Fairness is more than subjective — it is also misleading. Politicians claim to help the poor through certain policies. Often times, these very policies do the exact opposite of their stated goals. Take the minimum wage for example. Politicians implemented this policy for people who are low-skilled and under-educated. The stated purpose of this policy seems very fair. But the minimum wage actually hurts those low-skilled workers, because it stipulates that a business cannot hire someone who contributes fewer than that wage level. In fact, research has shown that a 10 percent increase in the minimum wage increases teen unemployment by 1 to 3 percent.

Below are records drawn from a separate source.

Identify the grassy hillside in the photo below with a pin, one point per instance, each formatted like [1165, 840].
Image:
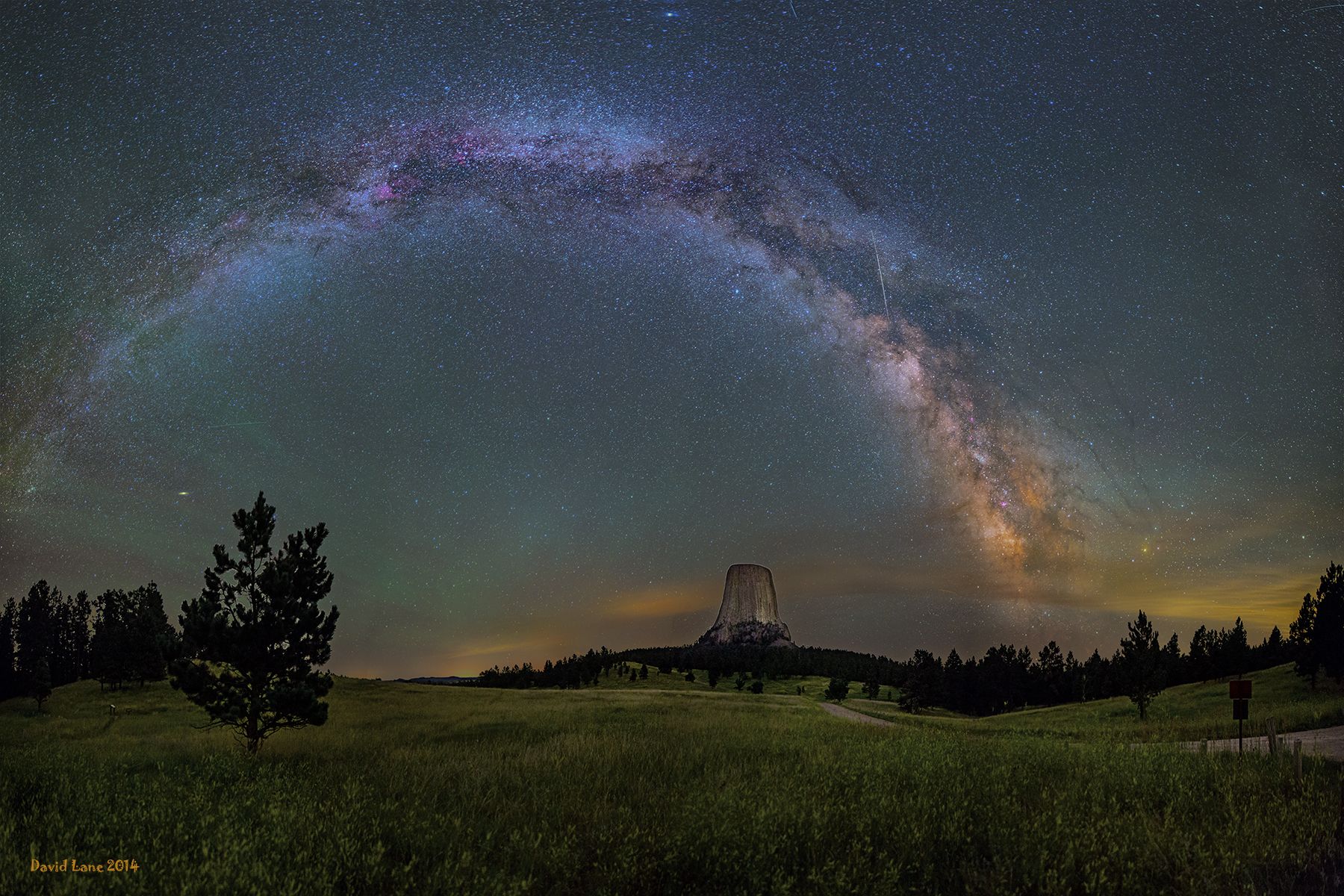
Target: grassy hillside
[1186, 712]
[448, 790]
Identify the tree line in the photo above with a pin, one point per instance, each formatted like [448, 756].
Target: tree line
[249, 649]
[49, 638]
[1006, 677]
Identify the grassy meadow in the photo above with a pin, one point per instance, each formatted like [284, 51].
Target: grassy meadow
[417, 788]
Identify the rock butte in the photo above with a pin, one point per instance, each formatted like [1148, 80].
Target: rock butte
[749, 613]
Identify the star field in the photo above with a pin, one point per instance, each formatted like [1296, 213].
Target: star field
[974, 327]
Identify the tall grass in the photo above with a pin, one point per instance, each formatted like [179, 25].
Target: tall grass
[441, 790]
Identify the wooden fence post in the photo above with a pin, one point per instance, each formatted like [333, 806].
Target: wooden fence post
[1339, 827]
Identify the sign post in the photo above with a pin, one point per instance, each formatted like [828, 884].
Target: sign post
[1239, 689]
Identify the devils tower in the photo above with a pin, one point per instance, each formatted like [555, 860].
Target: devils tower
[749, 613]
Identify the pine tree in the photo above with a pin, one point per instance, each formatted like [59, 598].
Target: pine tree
[8, 679]
[253, 637]
[37, 635]
[40, 682]
[112, 652]
[1142, 664]
[1328, 628]
[1236, 650]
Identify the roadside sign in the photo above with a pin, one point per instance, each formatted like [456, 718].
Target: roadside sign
[1239, 689]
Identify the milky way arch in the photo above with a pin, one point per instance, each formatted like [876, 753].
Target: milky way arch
[1001, 485]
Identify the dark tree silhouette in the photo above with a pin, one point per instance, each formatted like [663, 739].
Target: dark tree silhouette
[1236, 652]
[40, 682]
[8, 677]
[1142, 665]
[1305, 662]
[253, 637]
[37, 633]
[1328, 628]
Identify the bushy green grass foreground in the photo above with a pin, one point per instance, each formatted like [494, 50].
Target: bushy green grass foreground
[455, 790]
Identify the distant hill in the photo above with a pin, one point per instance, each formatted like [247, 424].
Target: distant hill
[441, 680]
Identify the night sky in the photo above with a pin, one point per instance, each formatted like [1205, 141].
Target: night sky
[974, 323]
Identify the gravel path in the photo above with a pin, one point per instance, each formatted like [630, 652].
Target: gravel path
[1320, 742]
[840, 712]
[1323, 742]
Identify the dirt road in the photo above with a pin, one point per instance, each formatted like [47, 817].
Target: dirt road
[1320, 742]
[840, 712]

I would argue that these policies are not just unfair, but they hurt the competitive spirit of American entrepreneurship. That sense of entrepreneurship has brought more people out of poverty and into prosperity than any government program ever could. I believe that the best way government can help a poor person is to provide a stable economic climate for them to find a job. Conservatives believe that the free market does not lend itself to monopolies, because if a company is providing poor service then a different business can provide better service. Conservatives also believe that the government is needed to provide certain goods and services, but that does not give it the right to provide others. I am sorry, but I do not believe that this makes me a bad person, nor do I think that my rant reveals a "purposeful callousness" toward my fellow humans.

Noah Glyn is a School of Arts and Sciences sophomore majoring in economy and history.